Jika kita merujuk pada masa Kekhalifahan Umayyah, saat ketika Baitul Hikmah menyebarkan cahaya kegemilangan Islam ke seluruh penjuru dunia, maka kita memang akan menemukan para cendekiawan muslim yang menguasai banyak disiplin ilmu. Tak hanya pandai dalam Matematika, tetapi juga Fiqih. Memahami ilmu bumi, dibarengi dengan pemahaman ayat Al Qur’an. Hal ini tentu memberikan dampak signifikan pada pertumbuhan umat di masa itu. Namun, perlu diketahui bahwa integrasi keilmuan di masa itu diperoleh karena landasan keimanan seluruh umat.

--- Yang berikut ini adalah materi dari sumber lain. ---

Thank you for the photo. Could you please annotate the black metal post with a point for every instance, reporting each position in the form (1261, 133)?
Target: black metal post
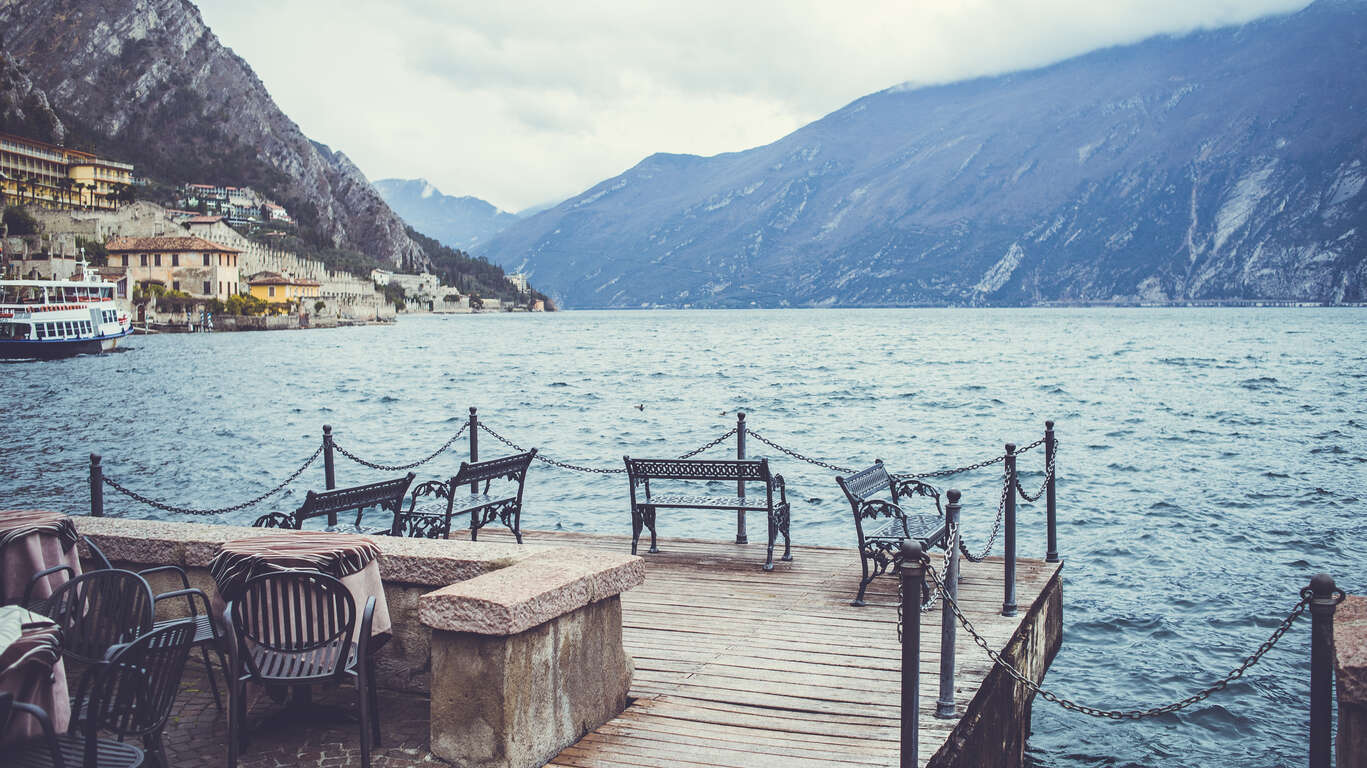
(1050, 510)
(949, 625)
(330, 474)
(1009, 533)
(475, 444)
(913, 578)
(96, 487)
(740, 484)
(1321, 667)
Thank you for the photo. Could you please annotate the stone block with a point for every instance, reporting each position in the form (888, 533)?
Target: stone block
(1351, 675)
(517, 700)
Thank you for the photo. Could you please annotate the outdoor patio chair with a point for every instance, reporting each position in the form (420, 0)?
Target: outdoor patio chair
(295, 627)
(131, 694)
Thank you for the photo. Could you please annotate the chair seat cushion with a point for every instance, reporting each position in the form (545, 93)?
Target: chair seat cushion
(108, 753)
(283, 666)
(202, 627)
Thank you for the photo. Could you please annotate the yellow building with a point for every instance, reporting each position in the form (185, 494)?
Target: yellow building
(194, 265)
(44, 174)
(280, 289)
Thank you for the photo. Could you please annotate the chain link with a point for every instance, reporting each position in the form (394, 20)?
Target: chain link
(598, 470)
(997, 528)
(137, 496)
(1120, 714)
(799, 457)
(401, 468)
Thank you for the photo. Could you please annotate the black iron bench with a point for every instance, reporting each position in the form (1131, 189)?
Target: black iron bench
(386, 495)
(875, 495)
(444, 500)
(641, 472)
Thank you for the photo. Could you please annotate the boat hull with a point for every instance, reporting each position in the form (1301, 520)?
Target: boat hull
(53, 349)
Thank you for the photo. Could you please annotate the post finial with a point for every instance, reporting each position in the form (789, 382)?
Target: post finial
(1322, 585)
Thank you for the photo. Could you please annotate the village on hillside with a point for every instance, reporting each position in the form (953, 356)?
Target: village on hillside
(207, 264)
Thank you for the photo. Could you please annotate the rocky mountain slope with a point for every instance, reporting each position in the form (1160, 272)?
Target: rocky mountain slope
(458, 222)
(145, 81)
(1220, 164)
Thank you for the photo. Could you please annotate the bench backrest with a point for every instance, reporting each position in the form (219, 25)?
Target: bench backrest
(867, 484)
(506, 468)
(696, 469)
(387, 494)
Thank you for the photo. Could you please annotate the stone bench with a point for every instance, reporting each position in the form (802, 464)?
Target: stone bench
(518, 648)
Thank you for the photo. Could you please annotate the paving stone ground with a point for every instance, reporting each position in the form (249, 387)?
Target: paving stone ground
(197, 733)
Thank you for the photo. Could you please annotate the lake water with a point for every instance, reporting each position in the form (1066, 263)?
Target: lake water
(1210, 459)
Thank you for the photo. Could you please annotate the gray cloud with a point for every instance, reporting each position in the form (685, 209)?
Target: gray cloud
(522, 103)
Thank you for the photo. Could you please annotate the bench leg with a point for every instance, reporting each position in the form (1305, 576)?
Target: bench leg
(864, 580)
(648, 518)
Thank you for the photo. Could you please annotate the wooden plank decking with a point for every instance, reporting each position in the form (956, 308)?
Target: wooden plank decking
(738, 667)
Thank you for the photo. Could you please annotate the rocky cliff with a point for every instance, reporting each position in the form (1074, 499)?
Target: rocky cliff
(457, 222)
(145, 81)
(1220, 164)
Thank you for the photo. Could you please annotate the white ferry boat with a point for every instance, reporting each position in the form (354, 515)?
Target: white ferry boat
(49, 319)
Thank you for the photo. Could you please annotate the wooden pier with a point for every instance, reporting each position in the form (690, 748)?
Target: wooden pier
(738, 667)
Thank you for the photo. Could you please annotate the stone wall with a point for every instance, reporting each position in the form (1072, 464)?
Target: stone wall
(1351, 674)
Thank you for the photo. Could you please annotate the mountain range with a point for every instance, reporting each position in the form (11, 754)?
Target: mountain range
(1220, 164)
(462, 223)
(146, 82)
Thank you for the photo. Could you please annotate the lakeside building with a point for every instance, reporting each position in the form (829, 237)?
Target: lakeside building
(242, 207)
(201, 268)
(56, 176)
(274, 287)
(349, 295)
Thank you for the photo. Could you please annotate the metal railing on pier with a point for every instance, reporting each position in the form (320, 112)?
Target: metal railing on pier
(330, 448)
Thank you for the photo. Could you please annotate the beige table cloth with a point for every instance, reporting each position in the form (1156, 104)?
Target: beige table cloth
(32, 540)
(353, 559)
(32, 670)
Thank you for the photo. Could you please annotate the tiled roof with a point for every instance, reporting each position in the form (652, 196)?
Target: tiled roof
(125, 245)
(276, 279)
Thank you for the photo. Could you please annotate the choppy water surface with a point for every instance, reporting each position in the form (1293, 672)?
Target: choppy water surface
(1210, 459)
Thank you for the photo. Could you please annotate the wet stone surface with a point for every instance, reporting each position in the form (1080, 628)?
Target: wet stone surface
(197, 733)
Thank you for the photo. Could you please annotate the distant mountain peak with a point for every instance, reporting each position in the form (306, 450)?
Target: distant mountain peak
(455, 222)
(1221, 164)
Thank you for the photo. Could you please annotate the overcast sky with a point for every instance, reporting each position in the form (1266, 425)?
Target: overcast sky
(525, 103)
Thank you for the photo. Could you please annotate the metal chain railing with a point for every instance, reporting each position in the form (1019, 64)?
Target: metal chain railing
(928, 599)
(1120, 714)
(401, 468)
(997, 528)
(164, 507)
(1049, 474)
(598, 470)
(799, 457)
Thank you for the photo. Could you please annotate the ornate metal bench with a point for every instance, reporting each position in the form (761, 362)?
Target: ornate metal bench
(641, 472)
(881, 540)
(387, 495)
(444, 500)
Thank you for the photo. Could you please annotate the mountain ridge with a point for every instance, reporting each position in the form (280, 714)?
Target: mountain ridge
(457, 222)
(1210, 166)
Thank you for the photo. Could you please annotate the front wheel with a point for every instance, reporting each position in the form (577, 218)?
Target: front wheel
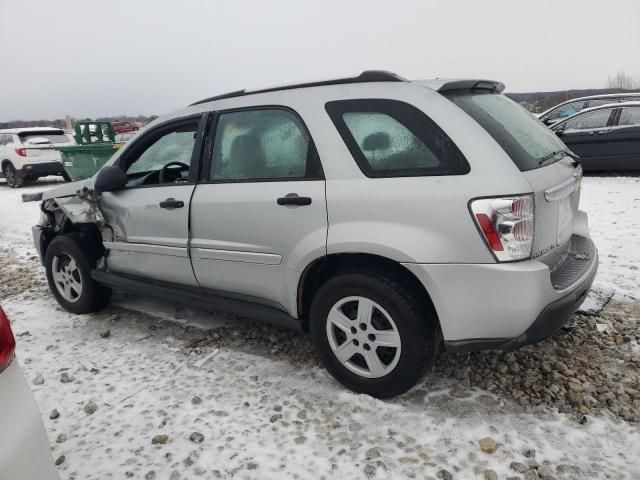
(373, 335)
(68, 262)
(12, 178)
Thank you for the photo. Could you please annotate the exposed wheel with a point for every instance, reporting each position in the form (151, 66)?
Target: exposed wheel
(372, 334)
(68, 263)
(13, 180)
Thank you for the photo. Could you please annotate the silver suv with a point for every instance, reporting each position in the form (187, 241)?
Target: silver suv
(386, 217)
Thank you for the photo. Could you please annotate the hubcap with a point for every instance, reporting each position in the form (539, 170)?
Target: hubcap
(363, 337)
(67, 277)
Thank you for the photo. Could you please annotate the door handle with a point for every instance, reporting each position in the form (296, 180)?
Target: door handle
(171, 203)
(294, 199)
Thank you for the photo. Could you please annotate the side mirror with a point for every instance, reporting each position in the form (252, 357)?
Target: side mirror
(109, 179)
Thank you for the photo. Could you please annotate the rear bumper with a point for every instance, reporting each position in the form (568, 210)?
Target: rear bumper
(41, 169)
(506, 306)
(24, 447)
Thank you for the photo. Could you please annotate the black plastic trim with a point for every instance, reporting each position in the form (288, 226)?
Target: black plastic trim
(364, 77)
(196, 297)
(552, 318)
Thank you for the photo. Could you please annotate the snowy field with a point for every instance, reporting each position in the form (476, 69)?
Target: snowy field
(139, 406)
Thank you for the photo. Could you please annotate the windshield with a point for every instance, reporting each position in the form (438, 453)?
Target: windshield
(53, 137)
(528, 142)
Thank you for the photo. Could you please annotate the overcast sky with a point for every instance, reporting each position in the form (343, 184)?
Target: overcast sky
(143, 57)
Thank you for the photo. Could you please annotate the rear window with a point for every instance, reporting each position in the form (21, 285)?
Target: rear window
(528, 142)
(389, 138)
(35, 137)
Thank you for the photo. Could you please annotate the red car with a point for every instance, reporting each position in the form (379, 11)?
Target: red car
(125, 127)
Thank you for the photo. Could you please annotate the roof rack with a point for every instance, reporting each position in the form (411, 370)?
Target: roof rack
(366, 76)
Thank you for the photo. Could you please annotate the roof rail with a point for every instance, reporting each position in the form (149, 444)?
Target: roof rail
(366, 76)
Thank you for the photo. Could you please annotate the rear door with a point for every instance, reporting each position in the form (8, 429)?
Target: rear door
(259, 215)
(624, 140)
(586, 134)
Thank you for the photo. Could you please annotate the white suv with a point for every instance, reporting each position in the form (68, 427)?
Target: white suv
(386, 217)
(29, 153)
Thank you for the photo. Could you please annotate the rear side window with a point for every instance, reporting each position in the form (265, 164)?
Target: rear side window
(528, 142)
(389, 138)
(630, 116)
(565, 111)
(589, 120)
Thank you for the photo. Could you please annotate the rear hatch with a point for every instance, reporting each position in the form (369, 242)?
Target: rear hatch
(40, 146)
(549, 166)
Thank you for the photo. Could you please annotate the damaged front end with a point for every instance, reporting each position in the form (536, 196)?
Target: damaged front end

Iman yang melandasi masyarakat muslim menjadi bahan bakar untuk jalannya negara. Pemimpin mengatur rakyatnya dengan aturan Islam. Rakyat pun semangat mencari ilmu bukan karena alasan dunia, melainkan dengan motivasi untuk memperoleh rida Allah dan menjadi bermanfaat untuk umat. Tak hanya itu, dukungan negara bagi para pencari ilmu juga sangat besar. Islam menjamin pendidikan berkualitas dan menghargai profesi dengan upah yang baik. Terciptalah lingkungan belajar dan berkarya yang sehat dan bersih, diakses dengan murah dan berkualitas, layak secara insentif, dan tak dipenuhi intrik politik apalagi jalan pintas bagi orang berduit. Iman yang menggerakkan jiwa-jiwa umat muslim untuk terus bergerak tak kenal lelah mencari ilmu. Hasilnya, tak ada orang yang membentur-benturkan amalan dan ilmu dunia maupun akhirat.
Karena muaranya sama, semua ilmu untuk memperoleh rida Allah. Tak hanya itu, ilmu pun dipelajari untuk memberikan manfaat bagi sekitar. Motivasi pahala jariyah dan ridha Allah yang dikejar serta masyarakat yang hanif menjadikan peradaban Islam dan Baitul Hikmah yang kita kenal menjadi ‘legacy‘ dari peradaban Islam yang gemilang. Peradaban itu yang akan kita, umat muslim kejar saat ini untuk mewujudkan peradaban emas sesuai kata Menteri Agama itu tadi. Untuk mewujudkannya, cara yang sama yang digunakan Rasulullah dalam membangun peradabanlah yang seharusnya terus kita ikuti.
Wallahu a’lam bish shawwab.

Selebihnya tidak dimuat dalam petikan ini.